I’m starting to wonder, given the increasing dysfunction of our democratic institutions, if the Hillary cult isn’t perhaps registering an atavistic longing for monarchy. Or perhaps it’s just a neo-pagan reversion to idolatry, as can be felt in the Little Italy street festival scene of The Godfather, Part II, where devout pedestrians pin money to the statue of San Rocco as it is carried by in procession. There was a strange analogy to that last week, when Sanders supporters satirically showered Hillary’s motorcade with dollar bills as she arrived at George Clooney’s luxe fund-raiser in Los Angeles.
The gushy indulgence around Hillary in the Manhattan media was typified by Vanessa Friedman’s New York Times piece, “Hillary Clinton’s Message in a Jacket,” after last week’s debate. Evidently oblivious to how she was undermining the rote sexism plank in the Clinton campaign platform, Friedman praised Hillary for “playing the clothing card” against Sanders: Hillary’s long white jacket made her look like “New York’s white knight,” riding to the rescue.

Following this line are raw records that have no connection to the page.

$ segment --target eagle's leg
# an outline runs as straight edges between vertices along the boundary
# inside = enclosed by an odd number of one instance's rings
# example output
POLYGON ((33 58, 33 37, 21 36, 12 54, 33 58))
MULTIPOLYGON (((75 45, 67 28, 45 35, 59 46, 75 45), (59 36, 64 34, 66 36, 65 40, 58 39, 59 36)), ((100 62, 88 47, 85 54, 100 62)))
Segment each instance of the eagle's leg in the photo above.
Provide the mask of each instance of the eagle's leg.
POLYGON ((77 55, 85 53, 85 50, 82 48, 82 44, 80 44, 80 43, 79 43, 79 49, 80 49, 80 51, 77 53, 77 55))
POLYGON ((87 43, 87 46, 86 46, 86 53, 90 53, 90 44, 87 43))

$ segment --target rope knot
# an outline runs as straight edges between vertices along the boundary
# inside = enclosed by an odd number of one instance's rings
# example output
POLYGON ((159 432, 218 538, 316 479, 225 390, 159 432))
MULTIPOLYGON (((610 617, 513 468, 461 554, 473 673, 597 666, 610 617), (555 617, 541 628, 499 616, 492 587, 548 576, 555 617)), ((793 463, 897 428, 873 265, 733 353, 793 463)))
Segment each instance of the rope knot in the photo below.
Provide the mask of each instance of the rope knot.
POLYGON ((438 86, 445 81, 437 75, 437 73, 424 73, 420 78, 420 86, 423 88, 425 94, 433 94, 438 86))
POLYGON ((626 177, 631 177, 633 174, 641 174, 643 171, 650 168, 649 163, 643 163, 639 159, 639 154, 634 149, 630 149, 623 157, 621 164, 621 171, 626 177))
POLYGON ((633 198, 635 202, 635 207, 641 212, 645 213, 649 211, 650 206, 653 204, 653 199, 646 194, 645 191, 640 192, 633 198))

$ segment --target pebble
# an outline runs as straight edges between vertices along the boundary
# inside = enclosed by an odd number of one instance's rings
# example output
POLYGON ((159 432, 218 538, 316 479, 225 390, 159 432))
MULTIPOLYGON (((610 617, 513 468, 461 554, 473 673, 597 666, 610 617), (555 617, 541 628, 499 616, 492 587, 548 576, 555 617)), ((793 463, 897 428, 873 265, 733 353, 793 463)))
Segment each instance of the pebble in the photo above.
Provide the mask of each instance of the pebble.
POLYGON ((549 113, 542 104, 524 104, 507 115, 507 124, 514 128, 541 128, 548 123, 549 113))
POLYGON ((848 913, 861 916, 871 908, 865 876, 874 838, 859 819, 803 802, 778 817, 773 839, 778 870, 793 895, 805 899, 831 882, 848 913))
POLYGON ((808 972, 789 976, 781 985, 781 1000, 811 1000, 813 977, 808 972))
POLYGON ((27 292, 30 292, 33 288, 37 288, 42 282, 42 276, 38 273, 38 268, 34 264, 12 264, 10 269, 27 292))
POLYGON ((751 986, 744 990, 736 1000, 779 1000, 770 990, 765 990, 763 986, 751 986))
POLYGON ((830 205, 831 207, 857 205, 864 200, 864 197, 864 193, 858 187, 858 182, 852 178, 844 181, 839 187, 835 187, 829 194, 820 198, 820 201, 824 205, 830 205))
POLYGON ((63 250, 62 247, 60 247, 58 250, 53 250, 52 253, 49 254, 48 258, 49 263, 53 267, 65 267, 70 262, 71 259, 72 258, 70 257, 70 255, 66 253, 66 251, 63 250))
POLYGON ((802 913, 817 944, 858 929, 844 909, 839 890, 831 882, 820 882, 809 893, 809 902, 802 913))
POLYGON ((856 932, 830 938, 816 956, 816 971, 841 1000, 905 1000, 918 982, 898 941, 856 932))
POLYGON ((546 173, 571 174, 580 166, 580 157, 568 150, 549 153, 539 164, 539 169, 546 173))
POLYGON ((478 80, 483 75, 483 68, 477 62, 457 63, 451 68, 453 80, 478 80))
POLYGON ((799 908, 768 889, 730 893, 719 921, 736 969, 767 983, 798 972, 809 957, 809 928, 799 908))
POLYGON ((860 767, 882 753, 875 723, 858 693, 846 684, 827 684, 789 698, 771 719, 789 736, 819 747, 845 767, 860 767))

Gee, that sure wasn’t my reaction. My first thought was: “Why is Hillary wearing a lab coat?” My second was: “Isn’t this a major gaffe—reminding people of abortion clinics?” My third was: “The big belted look is not recommended for those broad in the beam.” For all the complaints about an alleged higher scrutiny suffered by women candidates, affluent politicians like Hillary can afford glam squads of stylists and an infinite range of clothing choices, hairstyles, and cosmetic aids. Male candidates with their boring cropped hair and sober suits fade into the woodwork when the queen bee flies in.
The protective major media phalanx around Hillary certainly extends to her health issues, which only the Drudge Report has had the courage to flag. In assessing possible future occupants of the White House, the public has an inalienable right to know. I was incredulous at the passive gullibility of the media, including the New York Times, last July, when a woman internist, identified as Hillary’s doctor, released a summary letter about her health that was lacking in the specifics one would normally expect in medical records. Does anyone really think that world-renowned Hillary, whose main residence for years has been in Washington and not Chappaqua, has as her primary physician an obscure young internist in Mount Kisco, New York? It’s ludicrous on the face of it.
And what about that persistent cough? “Allergy season,” the hacking Hillary claimed on a New York radio show this week. (“You all right? Any mouth to mouth CPR?” joked a host.) I’m just a Ph.D., not an M.D., but I’ll put my Miss Marple hat on here. Am I the only one who noticed Hillary’s high-wrap collar, pallid, puffy face, and bulging eyes during her choleric New Hampshire primary concession speech in February? (Another unusually high collar followed the next morning.)
My tentative theory is that Hillary may have sporadic flare-ups of goiter, worsened under stress. Coughing is a symptom. High collars mask a swollen throat. In serious cases, an operation may be necessary. Is this chronic thyroid condition disqualifying in a presidential candidate? Certainly not in my view, but I don’t like being lied to—by candidates, campaign staffs, or their media sycophants.
Hillary’s road map to the Democratic nomination was written by “Tricky Dick” Nixon, who after his acrimonious defeat in the 1962 California gubernatorial race doggedly restored his standing in the GOP by doing the “rubber-chicken circuit,” building up the grass-roots connections that allowed him to win the White House six years later. Similarly, Hillary has spent the years since her 2008 loss to Obama in deepening and tightening her relationships with state and local Democratic politicians, community leaders, and urban ministers nationwide—for whom she has assets of infinite largesse.
When pro-Hillary media taunt Bernie Sanders about what his campaign has or has not financially contributed to lower-level Democratic races, they are foolishly exposing Hillary’s modus operandi. Nixon’s rubber chicken has turned into one mighty gilded bird.